Los clasificadores y analizadores estaban conectados por medio de pistas de muestras automáticas de acero y plástico blanco, que corrían como un trenecito por entre analizadores de difracción molecular, inoculadores/incubadores, y una variedad de microscopios de vídeo —incluyendo dos contadores de fuerza de carbono último modelo. Todo magníficamente automatizado. Un laboratorio para una persona o dos como mucho.

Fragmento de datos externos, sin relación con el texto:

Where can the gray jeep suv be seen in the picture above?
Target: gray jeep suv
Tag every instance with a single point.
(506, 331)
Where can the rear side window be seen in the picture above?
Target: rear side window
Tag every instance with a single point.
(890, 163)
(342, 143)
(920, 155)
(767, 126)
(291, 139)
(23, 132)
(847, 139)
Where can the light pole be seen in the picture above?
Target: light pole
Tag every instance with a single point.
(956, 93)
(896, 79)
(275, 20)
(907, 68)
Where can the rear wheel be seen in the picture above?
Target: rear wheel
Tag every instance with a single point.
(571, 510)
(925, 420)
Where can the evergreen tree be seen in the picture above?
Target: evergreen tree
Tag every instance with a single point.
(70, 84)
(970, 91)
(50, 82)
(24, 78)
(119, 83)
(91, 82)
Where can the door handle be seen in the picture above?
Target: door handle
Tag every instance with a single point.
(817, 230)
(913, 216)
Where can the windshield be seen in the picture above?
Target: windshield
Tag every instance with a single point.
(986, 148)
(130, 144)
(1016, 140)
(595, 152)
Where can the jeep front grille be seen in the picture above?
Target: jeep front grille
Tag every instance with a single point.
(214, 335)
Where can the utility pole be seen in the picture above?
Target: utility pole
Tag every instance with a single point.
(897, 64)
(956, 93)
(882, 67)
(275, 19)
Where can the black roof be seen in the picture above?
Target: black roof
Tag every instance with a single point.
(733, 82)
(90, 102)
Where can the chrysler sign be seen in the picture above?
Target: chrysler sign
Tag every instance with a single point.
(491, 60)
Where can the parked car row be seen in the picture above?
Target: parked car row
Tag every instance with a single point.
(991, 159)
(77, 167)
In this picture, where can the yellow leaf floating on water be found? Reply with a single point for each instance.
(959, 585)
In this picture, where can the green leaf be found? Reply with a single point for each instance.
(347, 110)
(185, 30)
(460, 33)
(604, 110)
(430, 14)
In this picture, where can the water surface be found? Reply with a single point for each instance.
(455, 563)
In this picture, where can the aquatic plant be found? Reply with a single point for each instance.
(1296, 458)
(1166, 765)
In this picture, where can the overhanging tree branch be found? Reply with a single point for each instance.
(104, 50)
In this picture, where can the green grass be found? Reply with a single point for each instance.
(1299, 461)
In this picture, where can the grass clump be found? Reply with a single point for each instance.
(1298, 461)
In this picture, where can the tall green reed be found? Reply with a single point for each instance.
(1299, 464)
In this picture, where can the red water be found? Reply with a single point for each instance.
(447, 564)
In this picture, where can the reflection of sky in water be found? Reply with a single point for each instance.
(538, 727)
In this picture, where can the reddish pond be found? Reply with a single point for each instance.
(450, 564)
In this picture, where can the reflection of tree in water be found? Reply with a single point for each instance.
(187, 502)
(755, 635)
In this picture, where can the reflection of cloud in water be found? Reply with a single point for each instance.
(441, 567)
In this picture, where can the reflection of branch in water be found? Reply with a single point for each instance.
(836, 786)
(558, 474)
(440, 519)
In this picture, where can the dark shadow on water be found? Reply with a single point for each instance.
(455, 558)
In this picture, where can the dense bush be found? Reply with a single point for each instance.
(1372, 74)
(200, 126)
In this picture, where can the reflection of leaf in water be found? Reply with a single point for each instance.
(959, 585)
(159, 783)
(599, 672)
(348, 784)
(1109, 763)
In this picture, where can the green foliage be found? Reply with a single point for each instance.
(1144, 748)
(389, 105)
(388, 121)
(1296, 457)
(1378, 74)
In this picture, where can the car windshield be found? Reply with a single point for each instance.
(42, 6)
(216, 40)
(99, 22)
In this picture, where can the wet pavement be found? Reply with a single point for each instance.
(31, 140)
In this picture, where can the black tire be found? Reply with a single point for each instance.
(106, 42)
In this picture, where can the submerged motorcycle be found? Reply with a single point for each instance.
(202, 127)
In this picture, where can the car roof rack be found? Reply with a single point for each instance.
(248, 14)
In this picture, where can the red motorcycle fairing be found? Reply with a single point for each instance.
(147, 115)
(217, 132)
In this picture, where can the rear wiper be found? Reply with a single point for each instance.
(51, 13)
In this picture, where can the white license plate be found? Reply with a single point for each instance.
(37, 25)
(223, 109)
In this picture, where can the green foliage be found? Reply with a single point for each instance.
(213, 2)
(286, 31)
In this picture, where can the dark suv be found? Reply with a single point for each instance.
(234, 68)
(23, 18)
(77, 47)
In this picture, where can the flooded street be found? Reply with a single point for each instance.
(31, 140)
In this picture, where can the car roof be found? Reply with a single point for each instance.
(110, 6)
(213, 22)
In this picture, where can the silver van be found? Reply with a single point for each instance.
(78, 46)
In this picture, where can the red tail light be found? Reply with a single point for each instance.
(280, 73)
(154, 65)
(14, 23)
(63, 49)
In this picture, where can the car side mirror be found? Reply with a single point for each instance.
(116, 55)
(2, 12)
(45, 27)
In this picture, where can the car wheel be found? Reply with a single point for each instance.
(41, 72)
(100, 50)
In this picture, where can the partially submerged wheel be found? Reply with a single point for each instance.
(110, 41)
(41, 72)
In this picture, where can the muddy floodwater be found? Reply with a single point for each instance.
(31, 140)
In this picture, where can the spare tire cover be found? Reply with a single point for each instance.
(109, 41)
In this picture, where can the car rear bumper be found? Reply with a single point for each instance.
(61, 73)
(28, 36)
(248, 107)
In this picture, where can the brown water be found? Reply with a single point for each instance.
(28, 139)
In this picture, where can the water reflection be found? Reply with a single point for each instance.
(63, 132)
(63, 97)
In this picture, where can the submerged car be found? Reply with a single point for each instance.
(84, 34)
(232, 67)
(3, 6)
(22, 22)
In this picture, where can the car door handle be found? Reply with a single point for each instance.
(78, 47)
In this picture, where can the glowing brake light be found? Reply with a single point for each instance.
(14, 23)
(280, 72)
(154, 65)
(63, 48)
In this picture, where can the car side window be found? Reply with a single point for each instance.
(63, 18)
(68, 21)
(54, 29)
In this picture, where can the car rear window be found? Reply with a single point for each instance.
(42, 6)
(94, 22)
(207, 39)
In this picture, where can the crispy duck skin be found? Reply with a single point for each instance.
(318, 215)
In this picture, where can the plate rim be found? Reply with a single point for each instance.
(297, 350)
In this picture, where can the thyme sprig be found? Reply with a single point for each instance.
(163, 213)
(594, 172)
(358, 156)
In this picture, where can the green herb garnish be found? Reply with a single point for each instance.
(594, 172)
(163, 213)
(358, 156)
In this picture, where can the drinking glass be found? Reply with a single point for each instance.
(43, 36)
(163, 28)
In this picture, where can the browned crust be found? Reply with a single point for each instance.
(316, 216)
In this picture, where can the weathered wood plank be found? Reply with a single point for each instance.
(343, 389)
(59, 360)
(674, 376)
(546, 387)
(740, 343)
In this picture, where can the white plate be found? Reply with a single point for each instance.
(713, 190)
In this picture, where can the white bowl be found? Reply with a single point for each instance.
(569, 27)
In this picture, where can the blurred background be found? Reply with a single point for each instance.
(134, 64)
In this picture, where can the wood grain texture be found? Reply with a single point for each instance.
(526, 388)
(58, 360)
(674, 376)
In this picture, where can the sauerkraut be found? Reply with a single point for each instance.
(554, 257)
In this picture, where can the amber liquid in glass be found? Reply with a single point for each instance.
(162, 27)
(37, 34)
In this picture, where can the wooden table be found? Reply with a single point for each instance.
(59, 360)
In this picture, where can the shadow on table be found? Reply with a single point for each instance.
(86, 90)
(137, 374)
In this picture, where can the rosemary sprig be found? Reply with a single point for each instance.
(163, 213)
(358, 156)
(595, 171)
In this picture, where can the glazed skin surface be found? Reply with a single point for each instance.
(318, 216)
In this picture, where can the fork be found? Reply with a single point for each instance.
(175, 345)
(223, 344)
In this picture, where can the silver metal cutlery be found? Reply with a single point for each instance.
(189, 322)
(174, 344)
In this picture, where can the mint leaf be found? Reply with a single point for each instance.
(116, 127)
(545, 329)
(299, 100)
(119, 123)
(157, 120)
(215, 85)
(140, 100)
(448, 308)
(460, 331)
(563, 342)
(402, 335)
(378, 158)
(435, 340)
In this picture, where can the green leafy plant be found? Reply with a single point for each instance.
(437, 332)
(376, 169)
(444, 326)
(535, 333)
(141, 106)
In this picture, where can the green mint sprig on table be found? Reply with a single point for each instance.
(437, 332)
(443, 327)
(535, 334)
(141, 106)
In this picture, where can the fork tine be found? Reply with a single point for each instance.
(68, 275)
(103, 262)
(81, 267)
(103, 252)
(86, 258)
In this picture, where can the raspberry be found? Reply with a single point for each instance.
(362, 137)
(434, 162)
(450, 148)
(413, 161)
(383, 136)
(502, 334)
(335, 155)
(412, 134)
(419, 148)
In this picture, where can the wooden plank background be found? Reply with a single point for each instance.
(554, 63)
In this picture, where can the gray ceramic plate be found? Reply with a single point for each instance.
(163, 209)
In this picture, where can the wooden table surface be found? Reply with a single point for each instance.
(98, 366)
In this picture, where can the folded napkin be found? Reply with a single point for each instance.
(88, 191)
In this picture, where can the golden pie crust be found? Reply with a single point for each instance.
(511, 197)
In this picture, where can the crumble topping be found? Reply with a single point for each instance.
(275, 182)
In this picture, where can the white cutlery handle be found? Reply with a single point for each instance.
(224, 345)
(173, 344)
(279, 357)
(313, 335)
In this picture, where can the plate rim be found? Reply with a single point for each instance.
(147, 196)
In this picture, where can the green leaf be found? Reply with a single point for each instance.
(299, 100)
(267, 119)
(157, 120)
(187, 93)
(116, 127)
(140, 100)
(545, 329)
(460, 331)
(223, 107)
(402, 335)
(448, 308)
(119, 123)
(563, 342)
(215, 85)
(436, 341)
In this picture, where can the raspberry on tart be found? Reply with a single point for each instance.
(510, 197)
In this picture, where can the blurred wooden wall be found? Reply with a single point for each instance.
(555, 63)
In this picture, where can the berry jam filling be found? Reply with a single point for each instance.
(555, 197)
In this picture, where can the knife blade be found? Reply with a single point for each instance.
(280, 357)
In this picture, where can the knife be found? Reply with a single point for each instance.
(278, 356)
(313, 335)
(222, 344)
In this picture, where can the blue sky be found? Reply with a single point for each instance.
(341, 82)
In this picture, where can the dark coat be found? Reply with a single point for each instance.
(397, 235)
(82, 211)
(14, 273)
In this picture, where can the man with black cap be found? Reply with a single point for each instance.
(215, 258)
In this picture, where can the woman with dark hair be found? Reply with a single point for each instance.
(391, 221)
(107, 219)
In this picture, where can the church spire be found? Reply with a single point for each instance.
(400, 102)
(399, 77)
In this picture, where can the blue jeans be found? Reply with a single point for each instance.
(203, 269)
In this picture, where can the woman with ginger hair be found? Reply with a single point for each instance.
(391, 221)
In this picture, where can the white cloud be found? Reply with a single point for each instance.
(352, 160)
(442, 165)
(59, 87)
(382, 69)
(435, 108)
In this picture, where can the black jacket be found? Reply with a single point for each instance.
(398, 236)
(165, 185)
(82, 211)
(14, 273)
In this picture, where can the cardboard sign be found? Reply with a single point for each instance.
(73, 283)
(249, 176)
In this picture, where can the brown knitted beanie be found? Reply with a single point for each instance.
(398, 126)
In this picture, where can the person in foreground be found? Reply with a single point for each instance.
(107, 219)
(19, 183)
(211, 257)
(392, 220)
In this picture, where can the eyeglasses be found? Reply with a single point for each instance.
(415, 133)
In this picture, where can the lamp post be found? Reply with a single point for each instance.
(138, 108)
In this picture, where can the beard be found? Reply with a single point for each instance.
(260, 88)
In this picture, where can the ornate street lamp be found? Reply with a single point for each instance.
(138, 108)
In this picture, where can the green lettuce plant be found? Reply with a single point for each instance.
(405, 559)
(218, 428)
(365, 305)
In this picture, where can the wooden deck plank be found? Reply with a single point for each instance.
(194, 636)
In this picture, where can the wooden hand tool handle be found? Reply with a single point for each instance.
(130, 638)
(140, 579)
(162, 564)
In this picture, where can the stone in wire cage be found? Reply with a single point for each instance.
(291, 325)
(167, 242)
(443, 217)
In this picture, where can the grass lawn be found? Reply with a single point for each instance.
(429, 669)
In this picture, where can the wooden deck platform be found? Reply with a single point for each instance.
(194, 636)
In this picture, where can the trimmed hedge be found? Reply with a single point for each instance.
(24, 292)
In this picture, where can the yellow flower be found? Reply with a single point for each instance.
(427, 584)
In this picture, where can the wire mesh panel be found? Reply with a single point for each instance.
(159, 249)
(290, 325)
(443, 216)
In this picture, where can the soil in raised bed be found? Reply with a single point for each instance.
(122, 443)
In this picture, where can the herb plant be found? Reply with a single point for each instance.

Todo lo que había sobre las mesas y a su alrededor estaba conectado a un Ideador Genómico, cuadrado y de un rojo brillante, un ordenador capaz de producir imágenes en 3D e identificar y describir genes y proteínas en tiempo real.

Aquí había algo más que una abundancia de equipos: lo que Dicken veía mientras se paseaba por la sala era un exceso indecente para una instalación médica típica de una escuela. Había visitado laboratorios de importantes compañías de biotecnología que no podrían competir con éste.

—Guau —dijo Dicken asombrado—. Es la puta Delta Queen.

Middleton arqueó una ceja.

—¿Perdone?

—Nada —caminó entre las mesas, para detenerse, alargar la mano enguantada y acariciar el Ideador. Tenía su barco fluvial. Tenía todo lo que precisaba para seguir el virus remontando el río de la enfermedad hasta las lejanas y congeladas regiones del norte. Hasta su forma dormida y glacial.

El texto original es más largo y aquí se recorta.